To Be Loved is to be seen
To be loved is to be seen.
I pushed the door open to my favorite lunch spot as a group of teenage girls made their way out. One girl was laughing, shaking her head.
“Thanks for the coffee, I guess, but when do I tell him I’ve literally never liked coffee. I’ve genuinely told him that before. He has been there when I have opted out of coffee. But thank you!”
Her friends echoed her laughter. The girl stopped laughing first though.
She wasn’t angry - it was funny.
The laughter just caught in her throat when she pictured him tuning her out as she ordered her drink last week, opting to scroll through his phone, instead. Or when he told her he picked out the pink socks instead of the green ones at the store, and she hugged him in her green sweater with matching green shoes and green hair ties.
He had gotten her a gift, after all. How was he supposed to know she had been sleeping in green bedsheets since she was seven? She had said thank you.
She just wanted to be seen.
I think about that girl a lot.
I recently watched The Notebook for the first time. With Valentine’s Day approaching, it would be sinful for me not to pass along my strongest recommendation. The movie tore me apart. You may not understand this now, stop reading if you are weary of even the slightest of spoilers, but he builds her a white house with blue shutters and a room overlooking the river so that she can paint. He also added a big old porch that wraps around the entire house, so that she can drink tea and watch the sun go down. She had told him about these features many years ago, in response to a question he had asked her in passing. He probably would have brought her out her tea as the sun set over the river, never once mistaking her for someone who likes coffee. That is to be seen.
On my birthday, I make people go around the dinner table and say their favorite thing about me.
Is that normal? I’m not sure.
Yes, I love the attention, but what I love most is when someone says something I don’t suspect. When someone tells me that they like the way my eyes scrunch closed when I laugh, or how I play with my rings when I’m nervous, it means something deeper. They have captured me from their perspective. They have seen me and held on to it. Maybe it is narcissistic to be asking people that question, but it’s my birthday. It’s my favorite gift.
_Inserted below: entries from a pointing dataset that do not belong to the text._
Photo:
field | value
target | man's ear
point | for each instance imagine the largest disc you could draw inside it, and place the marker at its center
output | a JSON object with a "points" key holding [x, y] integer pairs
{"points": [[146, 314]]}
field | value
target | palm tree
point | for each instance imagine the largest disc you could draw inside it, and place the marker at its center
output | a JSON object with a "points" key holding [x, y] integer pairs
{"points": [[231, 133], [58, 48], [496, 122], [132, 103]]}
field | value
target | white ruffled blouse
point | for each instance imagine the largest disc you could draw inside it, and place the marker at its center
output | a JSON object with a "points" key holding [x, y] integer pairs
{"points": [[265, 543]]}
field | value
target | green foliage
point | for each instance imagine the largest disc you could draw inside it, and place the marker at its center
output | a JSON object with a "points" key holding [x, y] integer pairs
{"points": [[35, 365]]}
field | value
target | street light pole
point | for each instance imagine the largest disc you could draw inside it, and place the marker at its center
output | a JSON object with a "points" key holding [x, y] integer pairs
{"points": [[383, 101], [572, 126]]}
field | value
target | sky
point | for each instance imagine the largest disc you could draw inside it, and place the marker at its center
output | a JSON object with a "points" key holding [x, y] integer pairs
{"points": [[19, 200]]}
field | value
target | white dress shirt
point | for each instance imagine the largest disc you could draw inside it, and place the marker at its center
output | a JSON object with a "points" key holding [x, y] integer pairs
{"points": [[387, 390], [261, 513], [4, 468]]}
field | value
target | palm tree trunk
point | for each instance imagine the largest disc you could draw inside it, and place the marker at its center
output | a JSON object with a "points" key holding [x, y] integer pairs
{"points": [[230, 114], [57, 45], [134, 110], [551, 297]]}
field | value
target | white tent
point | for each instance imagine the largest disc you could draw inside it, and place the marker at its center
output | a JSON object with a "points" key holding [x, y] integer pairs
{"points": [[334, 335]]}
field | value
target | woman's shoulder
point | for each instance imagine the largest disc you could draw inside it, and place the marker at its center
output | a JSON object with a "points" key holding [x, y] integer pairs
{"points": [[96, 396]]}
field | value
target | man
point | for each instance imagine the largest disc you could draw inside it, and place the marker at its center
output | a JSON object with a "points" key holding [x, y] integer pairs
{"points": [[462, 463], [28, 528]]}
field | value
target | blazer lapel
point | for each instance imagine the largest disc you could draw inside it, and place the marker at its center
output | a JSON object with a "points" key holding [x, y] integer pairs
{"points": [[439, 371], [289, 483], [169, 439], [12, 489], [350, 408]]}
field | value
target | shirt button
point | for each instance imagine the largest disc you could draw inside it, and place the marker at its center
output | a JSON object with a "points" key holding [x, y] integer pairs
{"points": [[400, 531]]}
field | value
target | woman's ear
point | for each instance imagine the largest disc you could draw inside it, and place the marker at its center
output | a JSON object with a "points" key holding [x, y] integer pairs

I couldn’t put it in words before stumbling across the phrase: “To be loved is to be seen”. Seen.
For an emotion that has driven all of humanity to be succinctly wrapped in a bow, as tiny as a four-letter meaning, is astonishing. It’s a job well done. There is no better feeling than when a friend sends you a song that they know you would like - and you like it. When someone notices that you got the faintest trim to your hair. When amidst a world so busy with noise and flashes, when there are a million different directions to look, someone chooses to look at you, to see you. That is to be loved.